Я отвечаю сквозь рыдания:
– Нет.
«Белла, ты была маленькой девочкой. У него не было возможности объяснить тебе все эти вещи.»
– Заткнись. Пожалуйста, просто заткнись.
«Белла, ты была маленькой девочкой…
Белла, ты была маленькой девочкой…
Белла, ты была маленькой девочкой…»
– И она просто выставила меня. Я нуждалась в ней, а она оттолкнула меня. Я не хотела этого. Клянусь, я не хотела. Я даже не хотела тот гребаный батончик. Он был не так уж и хорош. Я просто была голодна. Она была хреновым поваром, и я была голодной. Он бы заехал туда в любом случае. У него закончилось пиво, и он все равно, твою мать, заехал бы туда. Она была дерьмовой матерью и дерьмовой женой, и у нее в тот проклятый день не было никаких особых дел, но она даже не смогла заполнить гребаный холодильник и вскипятить воду, чтобы сварить чертовы макароны! Она была дерьмовой матерью! Охеренно дерьмовой матерью!
– Все хорошо.
Я трясу головой.
– Нет, это не так. Никогда не будет все хорошо. Никогда, черт подери, не будет все хорошо.
– Нет, будет.
Я раскачиваюсь взад-вперед. Я чувствую на себе руки, которые знаю. Они не мои. Моя кожа покрывается мурашками, когда он начинает утешать меня, потирая мои руки своими. Я не понимаю этого. Я не знаю, что означают эти мурашки. О чем это говорит? Почему они появляются, когда он прикасается ко мне? Этого никогда раньше не случалось. Я не могу понять этого.

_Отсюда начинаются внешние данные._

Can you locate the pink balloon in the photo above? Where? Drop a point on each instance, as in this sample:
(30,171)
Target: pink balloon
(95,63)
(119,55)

Мое лицо прижато к его груди. Я порчу его одежду своими солеными слезами, но его это не заботит. Он убаюкивает меня. Он крепко обнимает меня. Он шепчет, что все нормально, и его не волнует, что это не так. «Ты такая глупая, Белла. Ты была потеряна, и он пошел искать тебя. Он ждал, и он нашел тебя».
«Это – единственный способ, которым должны к тебе прикасаться, Белла. Единственный способ, которым ты должна всегда желать, чтоб к тебе прикасались. Единственный способ, которым я хочу к тебе прикасаться.»
«Ты поняла уже это? Ты уже это поняла, Белла?